RAI/ FINI: "FLI PRESENTERA' INIZIATIVA PER PRIVATIZZARLA" - "Si dovra' affrontare il problema della
privatizzazione della Rai: e' un'iniziativa che Fli proporra' in Parlamento in questa legislatura". Lo annuncia Gianfranco Fini nel corso dell'intervista ad Annozero. Bisogna tenere fuori i partiti dalla Rai? "Si' ovviamente, l'idea e' di privatizzare, ma bisogna anche verificare - spiega Fini - chi acquista, perche' se parliamo di conflitto di interesse rischieremmo di renderlo ancora piu' manifesto". 

 LEGGE ELETTORALE/ FINI: "NON E' ERESIA RIDARE SCELTA A ELETTORI" -  "E' un'eresia dire che democrazia e' restituire all'elettore la possibilita' di scegliere i suoi rappresentanti?" Gianfranco Fini, nell'intervista ad Annozero, mdice la sua sulla discussione che riguarda la riforma della legge elettorale. "Ho votato questa legge - spiega - e a Mirabello ho fatto anche autocritica per questo. D'altronde - aggiunge - se chi l'ha formulata la chiama 'Porcellum' un motivo ci sara'".

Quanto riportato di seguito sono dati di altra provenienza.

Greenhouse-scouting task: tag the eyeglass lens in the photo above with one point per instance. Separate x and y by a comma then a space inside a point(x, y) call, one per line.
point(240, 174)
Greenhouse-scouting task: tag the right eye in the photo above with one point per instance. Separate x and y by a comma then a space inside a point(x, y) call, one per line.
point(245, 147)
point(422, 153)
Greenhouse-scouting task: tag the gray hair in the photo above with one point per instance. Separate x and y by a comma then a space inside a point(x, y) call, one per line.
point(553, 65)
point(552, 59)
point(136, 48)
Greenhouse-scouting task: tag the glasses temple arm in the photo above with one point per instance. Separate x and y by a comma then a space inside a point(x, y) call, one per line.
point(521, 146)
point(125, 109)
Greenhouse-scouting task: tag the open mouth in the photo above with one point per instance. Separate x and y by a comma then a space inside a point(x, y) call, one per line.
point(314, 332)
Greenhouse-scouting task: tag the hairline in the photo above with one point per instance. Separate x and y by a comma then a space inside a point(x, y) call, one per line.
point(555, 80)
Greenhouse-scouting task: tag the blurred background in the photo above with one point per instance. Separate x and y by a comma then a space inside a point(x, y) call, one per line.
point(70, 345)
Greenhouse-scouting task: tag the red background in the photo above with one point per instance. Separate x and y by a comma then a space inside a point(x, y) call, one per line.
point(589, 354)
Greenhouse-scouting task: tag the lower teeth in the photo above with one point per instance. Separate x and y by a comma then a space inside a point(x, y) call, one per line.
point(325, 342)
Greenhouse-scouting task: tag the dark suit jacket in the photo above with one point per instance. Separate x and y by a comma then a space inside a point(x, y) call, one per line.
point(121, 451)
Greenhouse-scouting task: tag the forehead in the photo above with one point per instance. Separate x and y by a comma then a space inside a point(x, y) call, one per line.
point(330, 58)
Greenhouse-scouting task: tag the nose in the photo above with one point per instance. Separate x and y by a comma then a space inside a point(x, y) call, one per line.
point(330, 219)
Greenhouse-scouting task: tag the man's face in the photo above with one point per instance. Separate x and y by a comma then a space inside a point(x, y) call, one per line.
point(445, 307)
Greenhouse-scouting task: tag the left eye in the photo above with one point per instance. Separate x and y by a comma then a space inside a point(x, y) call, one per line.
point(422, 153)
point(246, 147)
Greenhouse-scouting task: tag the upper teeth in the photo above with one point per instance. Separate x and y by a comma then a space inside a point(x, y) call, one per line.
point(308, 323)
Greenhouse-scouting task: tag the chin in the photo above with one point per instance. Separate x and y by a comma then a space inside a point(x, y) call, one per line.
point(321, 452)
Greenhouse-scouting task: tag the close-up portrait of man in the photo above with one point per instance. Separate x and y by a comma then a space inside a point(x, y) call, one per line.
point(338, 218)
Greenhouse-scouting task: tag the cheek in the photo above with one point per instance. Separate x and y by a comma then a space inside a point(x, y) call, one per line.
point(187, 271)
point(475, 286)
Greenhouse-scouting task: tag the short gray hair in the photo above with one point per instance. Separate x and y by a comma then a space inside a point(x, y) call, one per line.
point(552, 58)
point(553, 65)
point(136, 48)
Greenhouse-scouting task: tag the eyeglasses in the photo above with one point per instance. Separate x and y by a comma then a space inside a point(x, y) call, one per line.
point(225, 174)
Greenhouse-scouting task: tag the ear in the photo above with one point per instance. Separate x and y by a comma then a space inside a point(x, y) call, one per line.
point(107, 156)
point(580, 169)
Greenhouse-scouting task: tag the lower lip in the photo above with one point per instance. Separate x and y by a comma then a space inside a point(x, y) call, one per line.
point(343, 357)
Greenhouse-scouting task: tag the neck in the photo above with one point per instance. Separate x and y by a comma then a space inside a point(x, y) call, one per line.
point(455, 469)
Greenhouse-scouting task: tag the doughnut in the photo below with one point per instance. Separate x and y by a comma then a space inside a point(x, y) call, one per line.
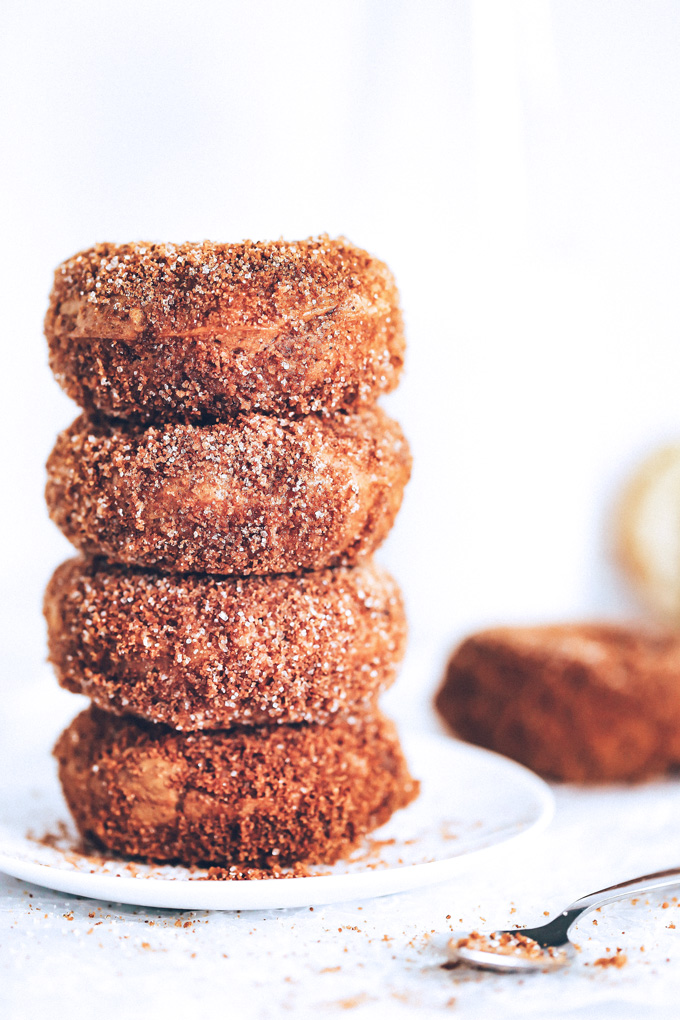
point(256, 796)
point(161, 332)
point(581, 702)
point(202, 652)
point(647, 532)
point(254, 495)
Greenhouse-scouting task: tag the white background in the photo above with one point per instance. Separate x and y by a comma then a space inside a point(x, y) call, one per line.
point(515, 162)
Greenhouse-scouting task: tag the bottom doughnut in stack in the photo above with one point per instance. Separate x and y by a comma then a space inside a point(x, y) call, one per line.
point(256, 796)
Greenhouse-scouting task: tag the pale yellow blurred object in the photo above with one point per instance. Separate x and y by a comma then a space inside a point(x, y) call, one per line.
point(648, 531)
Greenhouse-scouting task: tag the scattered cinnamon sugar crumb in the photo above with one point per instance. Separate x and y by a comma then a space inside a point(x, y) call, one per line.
point(618, 960)
point(508, 944)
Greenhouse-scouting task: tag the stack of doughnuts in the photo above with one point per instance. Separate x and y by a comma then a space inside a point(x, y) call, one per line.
point(225, 487)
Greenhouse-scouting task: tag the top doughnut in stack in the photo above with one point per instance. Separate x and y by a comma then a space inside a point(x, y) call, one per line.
point(229, 430)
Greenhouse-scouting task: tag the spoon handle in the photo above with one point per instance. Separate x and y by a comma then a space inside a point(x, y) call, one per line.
point(644, 883)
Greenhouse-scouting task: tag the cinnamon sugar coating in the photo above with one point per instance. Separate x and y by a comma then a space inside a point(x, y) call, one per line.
point(575, 702)
point(162, 332)
point(255, 495)
point(272, 795)
point(203, 652)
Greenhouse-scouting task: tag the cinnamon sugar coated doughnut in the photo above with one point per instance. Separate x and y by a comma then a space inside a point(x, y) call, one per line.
point(577, 702)
point(271, 795)
point(162, 332)
point(195, 651)
point(255, 495)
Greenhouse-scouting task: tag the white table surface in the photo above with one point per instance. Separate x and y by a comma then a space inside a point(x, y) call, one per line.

GIUSTIZIA/ FINI, NO A PROCESSO BREVE E A COMMISIONE INCHIESTA - "Non siamo ostili a una riforma della Giustizia, ma non vedremmo con favore leggi che per risolvere una situazione penalizzino i cittadini e puniscano i magistrati". Lo ha detto Gianfranco Fini nel corso di un'intervista ad Annozero. "Nella Magistratura ci sono tante persone perbene, e qualche mela marcia quindi non si devono mai assumere atteggiamenti troppo duri, soprattutto in un momento in cui vengono consegnati bazooka ad un procuratore".   "Sicuramente - spiega il presidente della Camera - siamo a favore di tempi certi per i processi, ma la cosa non accettabile e' che una volta definiti i tempi massimi del processo si instauri una norma retroattiva che cancelli i processi in corso".    E a proposito del lodo Alfano costituzionale Fini dice di non aver "nulla da obiettare nel merito alla costituzionalizzazione del lodo Alfano. Non lo considero - dice - lesivo ne' della Costituzione, ne' dei cittadini, ne' della Magistratura".  E a proposito della Commissione di inchiesta sui magistrati, avanzata dal presidente del Consiglio, Fini la definisce "comprensibile forse in un comizio ma rapidamente archiviata, sarebbe un guazzabuglio tra poteri dello Stato".